L’application de puissantes impulsions magnétiques sur le crâne pour stimuler le cerveau peut rapidement soulager les symptômes de nombreuses personnes gravement déprimées pour lesquelles les traitements traditionnels ont été inefficaces.

Pourtant, la manière dont la stimulation magnétique transcrânienne – le nom de ce traitement – soulage la dépression est restée un mystère. Aujourd’hui, de nouvelles recherches menées par des scientifiques de Stanford Medicine révèlent que cette thérapie fonctionne en inversant la direction des signaux cérébraux anormaux.

Les résultats suggèrent également que les flux inversés d’activité neuronale entre des zones clés du cerveau pourraient être utilisés comme biomarqueurs pour aider à diagnostiquer la dépression.

« L’hypothèse principale était que la SMT pouvait modifier le flux d’activité neuronale dans le cerveau », a déclaré Anish Mitra, docteur en médecine, postdoctorant en psychiatrie et en sciences du comportement. « Mais pour être honnête, j’étais plutôt sceptique. Je voulais le tester.

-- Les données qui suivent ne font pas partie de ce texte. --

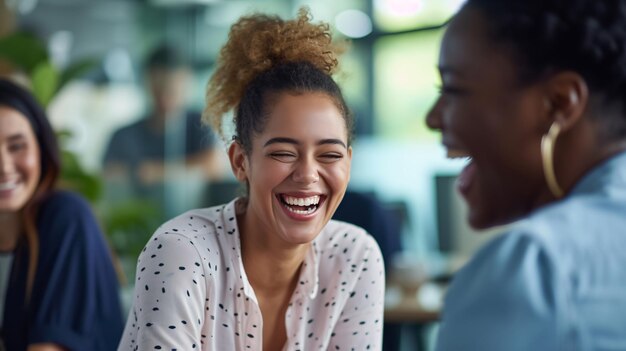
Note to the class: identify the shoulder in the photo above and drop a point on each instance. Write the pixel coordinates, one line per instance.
(130, 130)
(510, 288)
(339, 232)
(200, 228)
(342, 243)
(65, 216)
(63, 204)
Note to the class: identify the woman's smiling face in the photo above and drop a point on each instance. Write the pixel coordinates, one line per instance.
(20, 166)
(485, 113)
(298, 169)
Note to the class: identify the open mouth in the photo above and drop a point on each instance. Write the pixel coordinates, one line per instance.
(6, 186)
(467, 175)
(301, 205)
(458, 153)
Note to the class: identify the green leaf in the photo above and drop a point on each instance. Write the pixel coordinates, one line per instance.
(23, 50)
(74, 177)
(45, 79)
(76, 70)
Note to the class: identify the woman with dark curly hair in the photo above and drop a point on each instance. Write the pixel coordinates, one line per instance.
(271, 270)
(534, 94)
(58, 288)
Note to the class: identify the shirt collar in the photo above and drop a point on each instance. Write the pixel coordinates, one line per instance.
(609, 177)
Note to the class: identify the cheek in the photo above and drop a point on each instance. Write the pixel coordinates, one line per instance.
(338, 176)
(31, 166)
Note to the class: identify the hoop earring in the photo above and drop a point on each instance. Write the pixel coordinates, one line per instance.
(547, 156)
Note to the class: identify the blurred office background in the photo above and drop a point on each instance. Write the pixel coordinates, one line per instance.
(389, 78)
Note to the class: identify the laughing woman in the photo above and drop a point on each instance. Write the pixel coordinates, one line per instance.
(270, 271)
(58, 288)
(534, 92)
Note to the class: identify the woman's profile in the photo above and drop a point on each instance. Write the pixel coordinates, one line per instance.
(533, 93)
(270, 270)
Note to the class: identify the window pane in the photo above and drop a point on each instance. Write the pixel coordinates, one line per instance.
(405, 80)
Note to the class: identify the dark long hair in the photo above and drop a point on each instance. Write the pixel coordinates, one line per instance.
(583, 36)
(16, 97)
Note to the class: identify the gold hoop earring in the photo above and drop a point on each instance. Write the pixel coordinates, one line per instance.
(547, 156)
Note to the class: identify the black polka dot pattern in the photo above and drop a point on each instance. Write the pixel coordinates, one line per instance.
(193, 294)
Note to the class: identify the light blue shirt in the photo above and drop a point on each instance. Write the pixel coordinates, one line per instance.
(555, 281)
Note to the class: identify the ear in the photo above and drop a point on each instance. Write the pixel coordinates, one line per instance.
(567, 96)
(238, 161)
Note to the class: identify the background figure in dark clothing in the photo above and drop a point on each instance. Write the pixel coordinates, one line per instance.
(169, 142)
(58, 288)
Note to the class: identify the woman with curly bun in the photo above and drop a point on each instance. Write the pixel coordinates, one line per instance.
(271, 270)
(534, 93)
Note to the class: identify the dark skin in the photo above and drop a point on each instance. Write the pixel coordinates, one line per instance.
(487, 113)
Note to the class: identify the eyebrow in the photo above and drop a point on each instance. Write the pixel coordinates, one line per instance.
(296, 142)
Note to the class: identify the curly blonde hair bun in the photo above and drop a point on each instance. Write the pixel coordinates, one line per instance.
(258, 42)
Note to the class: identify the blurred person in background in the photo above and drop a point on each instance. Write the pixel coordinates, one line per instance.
(533, 92)
(271, 270)
(58, 287)
(170, 138)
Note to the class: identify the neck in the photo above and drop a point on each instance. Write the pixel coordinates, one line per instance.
(11, 227)
(271, 266)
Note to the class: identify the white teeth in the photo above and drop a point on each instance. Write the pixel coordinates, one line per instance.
(299, 201)
(456, 153)
(8, 185)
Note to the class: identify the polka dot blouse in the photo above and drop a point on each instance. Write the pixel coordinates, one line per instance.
(192, 293)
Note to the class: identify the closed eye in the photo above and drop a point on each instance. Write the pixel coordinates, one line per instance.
(331, 156)
(450, 90)
(283, 156)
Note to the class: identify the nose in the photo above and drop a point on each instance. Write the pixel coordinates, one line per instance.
(433, 117)
(306, 171)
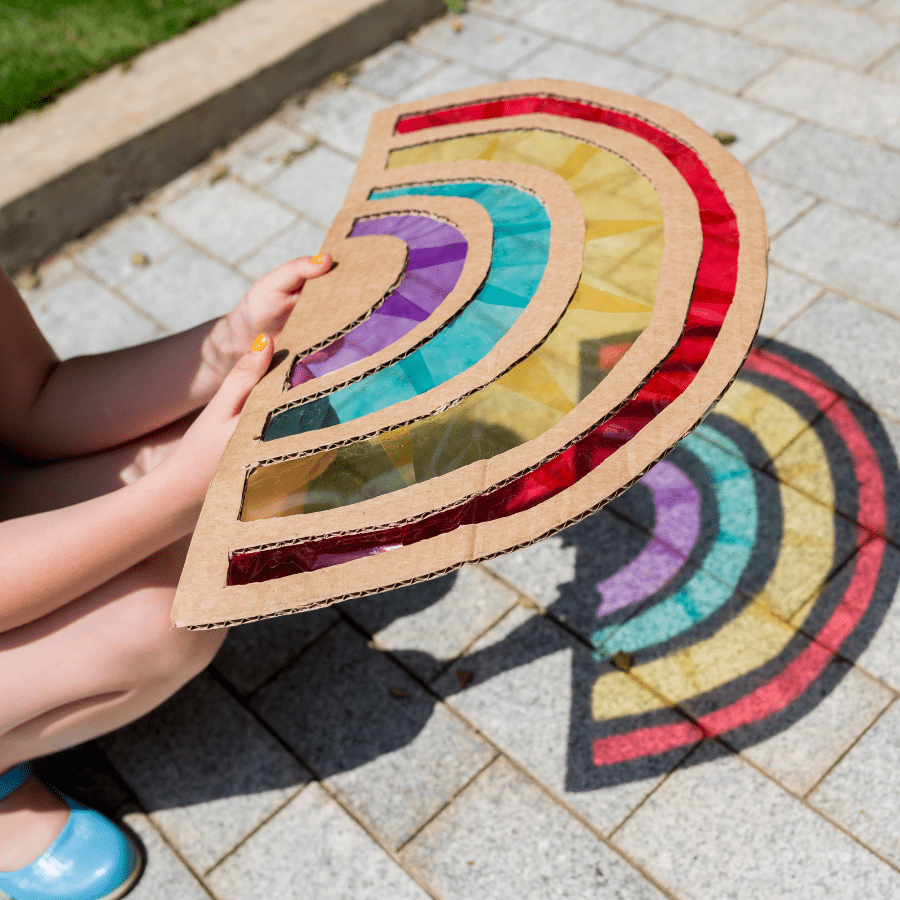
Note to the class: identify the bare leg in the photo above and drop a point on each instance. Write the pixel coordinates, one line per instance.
(98, 662)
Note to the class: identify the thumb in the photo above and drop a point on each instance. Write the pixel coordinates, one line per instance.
(247, 371)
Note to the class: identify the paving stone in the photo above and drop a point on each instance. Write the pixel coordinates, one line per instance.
(718, 828)
(890, 67)
(312, 850)
(885, 9)
(302, 239)
(262, 152)
(818, 246)
(838, 35)
(831, 96)
(166, 876)
(482, 42)
(799, 756)
(505, 838)
(531, 694)
(185, 289)
(205, 770)
(562, 572)
(719, 59)
(395, 759)
(252, 653)
(227, 218)
(429, 623)
(337, 115)
(754, 127)
(450, 77)
(787, 295)
(720, 13)
(568, 62)
(861, 792)
(316, 184)
(395, 68)
(78, 316)
(781, 203)
(848, 171)
(111, 258)
(601, 23)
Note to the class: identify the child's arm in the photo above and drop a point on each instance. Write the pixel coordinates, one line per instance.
(49, 559)
(52, 410)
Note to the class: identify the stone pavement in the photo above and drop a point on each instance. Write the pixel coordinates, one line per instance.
(469, 737)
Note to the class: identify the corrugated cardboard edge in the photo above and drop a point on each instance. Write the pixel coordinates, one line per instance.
(207, 605)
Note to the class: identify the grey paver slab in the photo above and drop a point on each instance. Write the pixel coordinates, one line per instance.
(429, 623)
(316, 184)
(702, 54)
(166, 876)
(504, 837)
(395, 68)
(890, 67)
(721, 829)
(481, 42)
(839, 35)
(781, 203)
(530, 693)
(450, 77)
(721, 13)
(848, 171)
(337, 115)
(207, 772)
(302, 239)
(560, 60)
(754, 127)
(787, 295)
(600, 23)
(800, 755)
(185, 289)
(861, 792)
(78, 315)
(312, 850)
(395, 759)
(839, 98)
(227, 218)
(818, 246)
(262, 152)
(111, 257)
(255, 651)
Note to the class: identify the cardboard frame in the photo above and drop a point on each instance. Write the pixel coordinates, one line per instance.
(203, 598)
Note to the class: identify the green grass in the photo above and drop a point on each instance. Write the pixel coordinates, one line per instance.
(47, 46)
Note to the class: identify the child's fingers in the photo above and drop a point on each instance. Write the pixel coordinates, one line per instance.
(243, 377)
(289, 278)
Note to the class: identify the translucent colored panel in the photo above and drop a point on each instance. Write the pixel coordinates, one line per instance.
(437, 252)
(563, 470)
(535, 394)
(521, 246)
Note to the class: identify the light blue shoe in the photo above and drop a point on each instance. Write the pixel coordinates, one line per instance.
(92, 859)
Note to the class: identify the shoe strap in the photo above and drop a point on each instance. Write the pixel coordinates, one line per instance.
(16, 776)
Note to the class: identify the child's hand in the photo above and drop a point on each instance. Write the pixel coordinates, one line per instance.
(185, 475)
(263, 310)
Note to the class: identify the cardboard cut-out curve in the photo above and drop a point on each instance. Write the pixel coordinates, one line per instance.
(541, 287)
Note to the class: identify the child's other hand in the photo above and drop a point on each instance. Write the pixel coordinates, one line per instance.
(184, 476)
(263, 310)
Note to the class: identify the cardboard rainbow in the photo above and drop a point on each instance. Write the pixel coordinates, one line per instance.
(541, 288)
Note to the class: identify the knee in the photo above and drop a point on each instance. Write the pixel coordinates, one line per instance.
(159, 654)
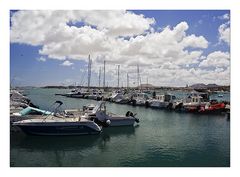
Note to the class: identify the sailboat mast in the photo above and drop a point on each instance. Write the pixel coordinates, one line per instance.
(127, 80)
(99, 78)
(89, 70)
(138, 76)
(118, 74)
(104, 63)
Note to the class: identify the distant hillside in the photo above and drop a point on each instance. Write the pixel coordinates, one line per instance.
(204, 86)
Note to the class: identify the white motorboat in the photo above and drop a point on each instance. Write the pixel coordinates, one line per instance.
(100, 114)
(163, 101)
(140, 99)
(56, 123)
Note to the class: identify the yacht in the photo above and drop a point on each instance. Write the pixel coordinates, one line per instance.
(55, 123)
(163, 101)
(100, 114)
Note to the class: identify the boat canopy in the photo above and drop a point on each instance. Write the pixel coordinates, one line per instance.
(29, 109)
(99, 106)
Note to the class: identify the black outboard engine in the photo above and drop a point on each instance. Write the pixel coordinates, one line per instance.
(130, 114)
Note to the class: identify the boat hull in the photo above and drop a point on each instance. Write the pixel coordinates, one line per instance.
(121, 122)
(58, 129)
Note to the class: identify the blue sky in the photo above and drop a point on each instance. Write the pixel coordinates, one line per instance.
(44, 47)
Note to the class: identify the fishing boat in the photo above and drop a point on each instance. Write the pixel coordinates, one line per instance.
(56, 123)
(140, 99)
(193, 103)
(95, 95)
(163, 101)
(100, 114)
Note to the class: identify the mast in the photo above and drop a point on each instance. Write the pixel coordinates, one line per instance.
(147, 83)
(127, 80)
(104, 63)
(118, 74)
(138, 76)
(89, 70)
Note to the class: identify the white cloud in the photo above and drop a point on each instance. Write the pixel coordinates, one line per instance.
(224, 33)
(41, 59)
(224, 17)
(121, 37)
(67, 63)
(216, 59)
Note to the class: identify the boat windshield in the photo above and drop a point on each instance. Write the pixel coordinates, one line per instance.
(100, 106)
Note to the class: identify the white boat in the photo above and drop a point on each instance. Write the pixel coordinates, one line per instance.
(95, 95)
(140, 99)
(193, 103)
(55, 123)
(100, 114)
(163, 101)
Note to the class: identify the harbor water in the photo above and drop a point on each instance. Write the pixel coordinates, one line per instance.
(162, 139)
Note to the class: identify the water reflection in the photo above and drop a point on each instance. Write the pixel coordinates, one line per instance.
(62, 150)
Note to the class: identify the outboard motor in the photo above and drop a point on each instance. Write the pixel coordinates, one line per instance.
(130, 114)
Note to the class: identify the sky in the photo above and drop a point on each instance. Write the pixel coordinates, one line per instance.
(171, 47)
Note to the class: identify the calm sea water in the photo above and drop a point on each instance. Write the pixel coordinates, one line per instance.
(161, 139)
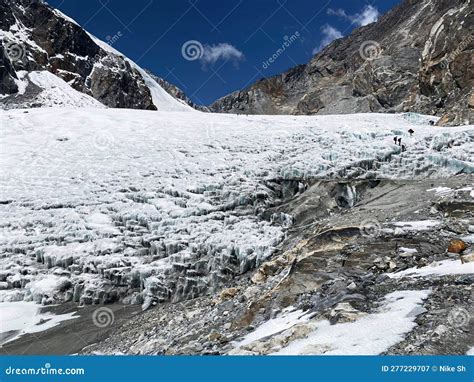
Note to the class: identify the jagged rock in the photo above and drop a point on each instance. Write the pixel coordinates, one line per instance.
(344, 312)
(467, 258)
(457, 246)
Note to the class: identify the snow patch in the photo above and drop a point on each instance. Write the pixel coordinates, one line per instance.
(370, 335)
(19, 318)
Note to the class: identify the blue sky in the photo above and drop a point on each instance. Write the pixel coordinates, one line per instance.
(210, 48)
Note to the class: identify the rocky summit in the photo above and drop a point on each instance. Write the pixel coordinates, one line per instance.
(417, 57)
(37, 39)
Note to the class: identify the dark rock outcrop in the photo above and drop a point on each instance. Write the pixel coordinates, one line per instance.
(418, 57)
(57, 44)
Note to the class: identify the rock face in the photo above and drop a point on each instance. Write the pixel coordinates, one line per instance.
(417, 57)
(36, 37)
(177, 93)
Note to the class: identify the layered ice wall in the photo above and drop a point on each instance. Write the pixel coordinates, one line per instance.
(146, 207)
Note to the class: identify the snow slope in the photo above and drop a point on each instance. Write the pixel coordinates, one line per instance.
(161, 98)
(55, 92)
(108, 203)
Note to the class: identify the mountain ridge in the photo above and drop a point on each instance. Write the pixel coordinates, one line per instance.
(36, 37)
(417, 57)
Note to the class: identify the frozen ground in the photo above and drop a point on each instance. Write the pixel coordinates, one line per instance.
(19, 318)
(143, 207)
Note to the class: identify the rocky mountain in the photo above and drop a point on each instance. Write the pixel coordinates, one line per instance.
(418, 57)
(176, 92)
(37, 38)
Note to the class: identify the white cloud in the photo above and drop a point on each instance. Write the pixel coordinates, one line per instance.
(368, 15)
(329, 35)
(221, 51)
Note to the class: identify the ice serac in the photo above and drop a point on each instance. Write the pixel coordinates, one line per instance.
(417, 57)
(126, 205)
(37, 37)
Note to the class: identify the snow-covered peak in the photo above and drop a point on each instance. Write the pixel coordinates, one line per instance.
(84, 63)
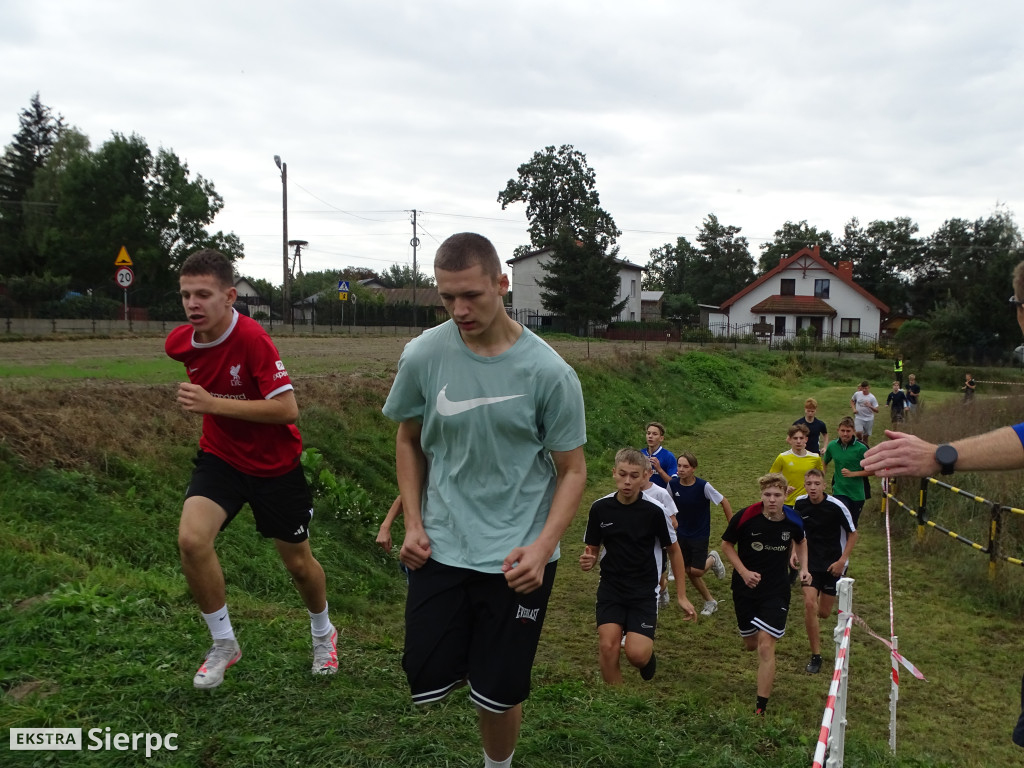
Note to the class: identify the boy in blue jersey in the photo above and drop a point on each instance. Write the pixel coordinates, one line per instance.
(693, 497)
(659, 456)
(477, 392)
(633, 530)
(757, 543)
(817, 430)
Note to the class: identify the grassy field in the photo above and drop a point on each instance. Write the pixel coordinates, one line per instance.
(99, 632)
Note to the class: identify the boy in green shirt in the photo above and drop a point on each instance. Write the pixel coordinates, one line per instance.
(848, 482)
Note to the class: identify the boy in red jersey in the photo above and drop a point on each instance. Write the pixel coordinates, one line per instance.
(249, 452)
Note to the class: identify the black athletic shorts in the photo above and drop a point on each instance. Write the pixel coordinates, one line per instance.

Mitra avait justement l’outil pour le faire. Lorsqu’il était étudiant de troisième cycle à l’université Washington de Saint Louis, dans le laboratoire du docteur Mark Raichle, il a mis au point un outil mathématique pour analyser l’imagerie par résonance magnétique fonctionnelle (IRMf), couramment utilisée pour localiser les zones actives du cerveau. La nouvelle analyse utilise les différences minimes de temps entre l’activation de différentes zones pour révéler également la direction de cette activité.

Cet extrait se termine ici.